I am a first time owner, I have a WL GSD. It's not extremely hard, I've made plenty of mistakes, but so do people that are on their 10th GSD so its not that big of a deal. I do AKC obedience, rally, and now starting agility. I love Schutzhund, I've gone to trials, I've done my research but the reality was that I just didn't have the time to commit to something like that. With the nearest club being an hour away, and the training schedule being very rigorous I knew that I couldn't give up all of Sunday to do that.

I joined a GSD club that focuses on AKC stuff and I'm loving it. I'm definitely one of the more involved people (especially younger people). I've been getting pushed by a few members to try Schutzhund but I know the time commitment and they understand that I just have other things going on in my life currently (mostly work).


----------



## ponyfarm (Apr 11, 2010)

Oh and we want to know what kind of horses? I have shown/raised welsh ponies and shown hunters..you are in hunter country.so just curious!


----------



## whiferdill (Dec 30, 2011)

ponyfarm said:


> Oh and we want to know what kind of horses? I have shown/raised welsh ponies and shown hunters..you are in hunter country.so just curious!


My family breeds Connemaras. Grew up eventing. Did hunter-jumper in college (undergrad) currently horseless in grad school. Was going to bring my best girl with me then saw the price of board around where school is  she can stay home for free and is currently leased.


----------



## whiferdill (Dec 30, 2011)

wolfstraum said:


> Welcome to the board! What kind of horses do you have/show???? Where are you in PA? Being a horse person really gives you a good foundation to raise and train a WL GSD I think (have been one myself for most of my life)....
> 
> There are working line dogs who are mass bred and more suitable for pets than for training, and there are working line dogs who are bred for such extreme drive that they are hard to live with as a normal dog...the trick is finding that litter that is bred to work, but makes great companion dogs as well because they are solid, stable and not so over the top that they cannot settle.....dogs that are balanced and bred for great temperament first, and working drives a given......I know it seems that I place my pups according to owners goals and temperaments - and it seems that the people all gung ho for work end up not being committed, and the pet people end up wanting to do schutzhund!!! So the litters have to be balanced!
> 
> Lee


Family breeds, trains and shows Connemaras. I'm living just outside Philly and going to grad school at the moment. 

Connemaras are great because they do everything and will do their best at anything they are pointed at. Also crazy smart.
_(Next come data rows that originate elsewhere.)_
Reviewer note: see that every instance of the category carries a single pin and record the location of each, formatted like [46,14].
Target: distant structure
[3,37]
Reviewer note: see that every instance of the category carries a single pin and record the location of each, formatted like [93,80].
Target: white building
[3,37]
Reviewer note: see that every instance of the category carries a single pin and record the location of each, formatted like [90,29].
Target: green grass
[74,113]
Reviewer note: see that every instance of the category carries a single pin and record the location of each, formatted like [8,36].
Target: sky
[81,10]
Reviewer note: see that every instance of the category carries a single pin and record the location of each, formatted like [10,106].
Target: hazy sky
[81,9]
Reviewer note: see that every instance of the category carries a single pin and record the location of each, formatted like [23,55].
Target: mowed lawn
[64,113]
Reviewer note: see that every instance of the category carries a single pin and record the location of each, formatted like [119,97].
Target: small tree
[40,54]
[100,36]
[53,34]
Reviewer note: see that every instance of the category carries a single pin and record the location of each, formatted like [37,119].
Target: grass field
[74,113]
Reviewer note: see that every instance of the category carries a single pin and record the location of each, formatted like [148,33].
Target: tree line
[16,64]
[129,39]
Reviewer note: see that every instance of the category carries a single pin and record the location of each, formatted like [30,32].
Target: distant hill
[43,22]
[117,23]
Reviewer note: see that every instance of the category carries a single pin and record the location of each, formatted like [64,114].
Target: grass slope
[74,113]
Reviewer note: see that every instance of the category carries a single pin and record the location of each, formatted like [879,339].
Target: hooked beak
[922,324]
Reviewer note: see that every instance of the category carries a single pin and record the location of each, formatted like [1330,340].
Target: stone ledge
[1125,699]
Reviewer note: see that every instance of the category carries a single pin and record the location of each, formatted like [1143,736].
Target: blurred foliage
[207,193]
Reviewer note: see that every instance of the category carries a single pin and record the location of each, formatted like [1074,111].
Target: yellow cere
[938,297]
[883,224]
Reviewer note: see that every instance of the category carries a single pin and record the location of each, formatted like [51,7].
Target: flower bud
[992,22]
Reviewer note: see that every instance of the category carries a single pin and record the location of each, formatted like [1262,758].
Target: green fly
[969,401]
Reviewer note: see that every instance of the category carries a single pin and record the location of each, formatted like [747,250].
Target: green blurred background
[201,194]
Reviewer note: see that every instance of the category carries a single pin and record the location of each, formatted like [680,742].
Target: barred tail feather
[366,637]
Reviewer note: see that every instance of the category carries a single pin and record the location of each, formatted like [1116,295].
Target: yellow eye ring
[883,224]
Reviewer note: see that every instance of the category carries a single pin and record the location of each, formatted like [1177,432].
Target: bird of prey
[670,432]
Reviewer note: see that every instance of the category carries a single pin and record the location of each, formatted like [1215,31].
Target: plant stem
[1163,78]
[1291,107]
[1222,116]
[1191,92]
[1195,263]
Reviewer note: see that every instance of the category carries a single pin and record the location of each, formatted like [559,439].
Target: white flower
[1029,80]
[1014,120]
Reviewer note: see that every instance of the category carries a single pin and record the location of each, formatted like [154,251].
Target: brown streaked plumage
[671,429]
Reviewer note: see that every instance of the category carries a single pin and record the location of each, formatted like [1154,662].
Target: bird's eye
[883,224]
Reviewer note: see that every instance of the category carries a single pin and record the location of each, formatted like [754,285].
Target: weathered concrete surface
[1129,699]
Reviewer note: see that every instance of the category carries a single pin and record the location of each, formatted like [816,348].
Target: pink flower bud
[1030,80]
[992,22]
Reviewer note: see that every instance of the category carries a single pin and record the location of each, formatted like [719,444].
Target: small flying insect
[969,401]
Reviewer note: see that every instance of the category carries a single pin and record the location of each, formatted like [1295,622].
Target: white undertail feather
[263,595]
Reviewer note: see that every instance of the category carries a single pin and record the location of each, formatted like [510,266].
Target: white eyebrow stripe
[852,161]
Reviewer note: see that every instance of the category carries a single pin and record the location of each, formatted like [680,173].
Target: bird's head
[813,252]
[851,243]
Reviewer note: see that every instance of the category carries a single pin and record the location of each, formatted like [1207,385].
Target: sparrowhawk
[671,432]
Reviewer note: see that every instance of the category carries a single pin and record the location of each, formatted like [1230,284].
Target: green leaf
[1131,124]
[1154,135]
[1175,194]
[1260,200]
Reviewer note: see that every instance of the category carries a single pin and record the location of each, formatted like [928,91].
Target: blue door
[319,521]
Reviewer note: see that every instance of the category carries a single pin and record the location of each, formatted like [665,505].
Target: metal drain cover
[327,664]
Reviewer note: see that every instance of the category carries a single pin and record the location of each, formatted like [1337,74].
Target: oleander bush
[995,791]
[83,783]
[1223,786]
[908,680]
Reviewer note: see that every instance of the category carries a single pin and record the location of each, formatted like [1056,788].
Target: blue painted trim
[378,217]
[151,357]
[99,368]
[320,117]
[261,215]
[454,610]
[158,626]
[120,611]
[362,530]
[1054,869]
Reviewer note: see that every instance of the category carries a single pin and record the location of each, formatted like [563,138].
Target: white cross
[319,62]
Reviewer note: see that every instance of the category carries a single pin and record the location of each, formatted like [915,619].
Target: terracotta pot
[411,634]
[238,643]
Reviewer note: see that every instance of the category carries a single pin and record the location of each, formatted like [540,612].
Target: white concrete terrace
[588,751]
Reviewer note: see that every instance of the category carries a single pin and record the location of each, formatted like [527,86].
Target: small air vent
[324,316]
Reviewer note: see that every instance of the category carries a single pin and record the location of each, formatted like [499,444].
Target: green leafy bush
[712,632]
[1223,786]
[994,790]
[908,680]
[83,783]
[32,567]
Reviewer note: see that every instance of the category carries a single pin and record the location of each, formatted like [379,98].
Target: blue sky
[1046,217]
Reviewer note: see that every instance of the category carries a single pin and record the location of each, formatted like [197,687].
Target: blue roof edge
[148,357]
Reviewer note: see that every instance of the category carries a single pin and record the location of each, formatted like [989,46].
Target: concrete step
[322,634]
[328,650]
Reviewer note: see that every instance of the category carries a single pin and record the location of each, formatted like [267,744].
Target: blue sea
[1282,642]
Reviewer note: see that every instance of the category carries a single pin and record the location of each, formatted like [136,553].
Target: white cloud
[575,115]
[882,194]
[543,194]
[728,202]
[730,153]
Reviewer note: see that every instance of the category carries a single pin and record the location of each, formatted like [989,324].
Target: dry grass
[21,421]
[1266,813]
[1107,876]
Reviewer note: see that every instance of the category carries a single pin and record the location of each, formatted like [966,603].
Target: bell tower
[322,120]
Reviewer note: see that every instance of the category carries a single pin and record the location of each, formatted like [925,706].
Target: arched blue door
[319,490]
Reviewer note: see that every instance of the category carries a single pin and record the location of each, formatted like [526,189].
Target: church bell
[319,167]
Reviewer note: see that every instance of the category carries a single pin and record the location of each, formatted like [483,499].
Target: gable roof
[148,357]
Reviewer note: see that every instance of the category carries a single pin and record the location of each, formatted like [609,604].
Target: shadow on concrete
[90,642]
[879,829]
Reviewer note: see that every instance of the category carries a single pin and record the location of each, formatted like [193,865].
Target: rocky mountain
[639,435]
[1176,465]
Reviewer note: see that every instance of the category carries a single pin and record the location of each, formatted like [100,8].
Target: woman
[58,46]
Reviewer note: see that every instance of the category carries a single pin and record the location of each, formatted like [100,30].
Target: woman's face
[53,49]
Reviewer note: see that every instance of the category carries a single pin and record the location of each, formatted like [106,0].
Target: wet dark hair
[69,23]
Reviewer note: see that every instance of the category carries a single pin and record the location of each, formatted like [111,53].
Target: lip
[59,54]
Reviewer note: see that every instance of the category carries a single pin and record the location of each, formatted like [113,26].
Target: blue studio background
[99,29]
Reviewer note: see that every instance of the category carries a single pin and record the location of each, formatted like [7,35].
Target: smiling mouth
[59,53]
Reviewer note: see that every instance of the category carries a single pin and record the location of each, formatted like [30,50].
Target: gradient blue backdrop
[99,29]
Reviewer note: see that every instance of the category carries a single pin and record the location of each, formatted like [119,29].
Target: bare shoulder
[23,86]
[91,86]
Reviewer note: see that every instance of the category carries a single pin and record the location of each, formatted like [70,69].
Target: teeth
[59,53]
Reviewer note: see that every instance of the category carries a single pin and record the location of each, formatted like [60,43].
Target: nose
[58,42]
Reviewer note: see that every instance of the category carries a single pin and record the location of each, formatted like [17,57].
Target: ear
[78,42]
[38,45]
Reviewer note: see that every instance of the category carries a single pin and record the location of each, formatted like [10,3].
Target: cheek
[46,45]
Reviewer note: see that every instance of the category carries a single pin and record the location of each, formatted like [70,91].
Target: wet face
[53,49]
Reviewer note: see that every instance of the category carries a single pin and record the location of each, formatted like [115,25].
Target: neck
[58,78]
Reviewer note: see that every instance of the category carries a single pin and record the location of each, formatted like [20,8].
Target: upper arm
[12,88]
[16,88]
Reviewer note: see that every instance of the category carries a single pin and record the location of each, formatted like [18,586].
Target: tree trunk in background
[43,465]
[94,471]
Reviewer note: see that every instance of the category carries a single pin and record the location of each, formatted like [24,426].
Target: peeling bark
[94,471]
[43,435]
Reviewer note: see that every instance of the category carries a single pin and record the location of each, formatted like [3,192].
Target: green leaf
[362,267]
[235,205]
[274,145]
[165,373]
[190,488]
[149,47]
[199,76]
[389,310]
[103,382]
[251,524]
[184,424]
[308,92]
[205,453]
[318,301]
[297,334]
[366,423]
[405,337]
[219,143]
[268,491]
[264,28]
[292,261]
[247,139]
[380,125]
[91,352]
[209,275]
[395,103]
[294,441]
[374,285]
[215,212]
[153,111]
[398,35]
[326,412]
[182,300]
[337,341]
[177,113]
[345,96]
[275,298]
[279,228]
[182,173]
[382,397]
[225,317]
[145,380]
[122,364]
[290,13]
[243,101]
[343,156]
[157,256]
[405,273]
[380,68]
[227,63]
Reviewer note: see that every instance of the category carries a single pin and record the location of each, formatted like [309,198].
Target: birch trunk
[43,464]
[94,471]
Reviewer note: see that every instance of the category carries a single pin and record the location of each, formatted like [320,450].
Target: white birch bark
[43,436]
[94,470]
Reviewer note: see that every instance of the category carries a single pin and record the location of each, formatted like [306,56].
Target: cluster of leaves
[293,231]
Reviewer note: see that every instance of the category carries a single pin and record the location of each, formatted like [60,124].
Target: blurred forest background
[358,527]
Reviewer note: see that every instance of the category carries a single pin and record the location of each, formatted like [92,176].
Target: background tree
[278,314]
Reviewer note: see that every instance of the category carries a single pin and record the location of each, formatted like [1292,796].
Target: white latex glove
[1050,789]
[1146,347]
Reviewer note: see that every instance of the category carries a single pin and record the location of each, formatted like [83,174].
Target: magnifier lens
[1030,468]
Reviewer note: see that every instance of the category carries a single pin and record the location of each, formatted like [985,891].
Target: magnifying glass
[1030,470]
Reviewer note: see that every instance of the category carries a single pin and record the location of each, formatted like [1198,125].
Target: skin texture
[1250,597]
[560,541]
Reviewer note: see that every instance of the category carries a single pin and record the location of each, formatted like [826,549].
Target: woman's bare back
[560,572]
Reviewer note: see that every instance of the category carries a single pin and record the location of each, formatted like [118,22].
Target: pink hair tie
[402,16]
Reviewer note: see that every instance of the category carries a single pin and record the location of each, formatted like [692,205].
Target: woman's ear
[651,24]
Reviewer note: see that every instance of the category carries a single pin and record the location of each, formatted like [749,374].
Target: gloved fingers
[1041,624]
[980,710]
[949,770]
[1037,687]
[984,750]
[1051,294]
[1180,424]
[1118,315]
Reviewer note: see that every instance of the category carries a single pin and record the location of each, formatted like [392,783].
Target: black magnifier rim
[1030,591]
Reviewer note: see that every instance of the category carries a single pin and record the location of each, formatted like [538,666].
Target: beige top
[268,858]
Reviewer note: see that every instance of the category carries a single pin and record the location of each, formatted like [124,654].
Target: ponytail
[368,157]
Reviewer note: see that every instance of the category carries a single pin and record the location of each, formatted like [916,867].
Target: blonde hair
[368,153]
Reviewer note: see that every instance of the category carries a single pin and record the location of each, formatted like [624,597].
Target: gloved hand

But in the 'often smarter than their owners way.' 

I think one of the reasons I got interested in GSDs after being around and meeting some is that they are so versatile and no matter what I want to do with my dog (well almost) there's a high chance of them doing well at it. Remind me of my Connies in that way.


----------



## ponyfarm (Apr 11, 2010)

whiferdill said:


> My family breeds Connemaras. Grew up eventing. Did hunter-jumper in college (undergrad) currently horseless in grad school. Was going to bring my best girl with me then saw the price of board around where school is  she can stay home for free and is currently leased.


 
Famous connemaras..my sister trained and now has retired Navigator..you know him?


----------



## wolfstraum (May 2, 2003)

They are cool little horses....to bad you aren't in Pittsburgh! I have a Bonjour mare (crossbred) that is an eventing machine....and I don't ride! She carts around pony club kids and gets out to show once in a while - has done real well at every level - from local hunter/jumper to events at the Horse Park....I really cannot ride now with a bum leg from car accident....and can barely train....luckily, my 3 K pups are all with friends on partnerships doing herding and schutzhund!

Lee


----------



## Liesje (Mar 4, 2007)

Aim high!!! I see a lot of people insist they need a medium drive dog, or a showline instead of a working line dog, but if you want to do all those activities then get the dog for it. Get an active working line with nice drives! You will be fine. My first dog ever was a working line GSD.


----------



## Questforfire (Apr 18, 2012)

I think you will be fine  You have already had some excellent advice on here, so just want to say - be sure to put photos on when you bring your bundle of fun home


----------



## whiferdill (Dec 30, 2011)

ponyfarm said:


> Famous connemaras..my sister trained and now has retired Navigator..you know him?


Seabornes Navigator? Yep


----------



## Freestep (May 1, 2011)

I don't think you'll have any problem with a working line dog. In some ways, energetic, high-drive, hard dogs are easier to train because they WANT a job, they love to work, and the hardness means they are more forgiving of our mistakes. Of course, they can also be challenging because of that same stuff. But if you join a SchH club you will have the support of many other trainers and you should be able to work through whatever you need to.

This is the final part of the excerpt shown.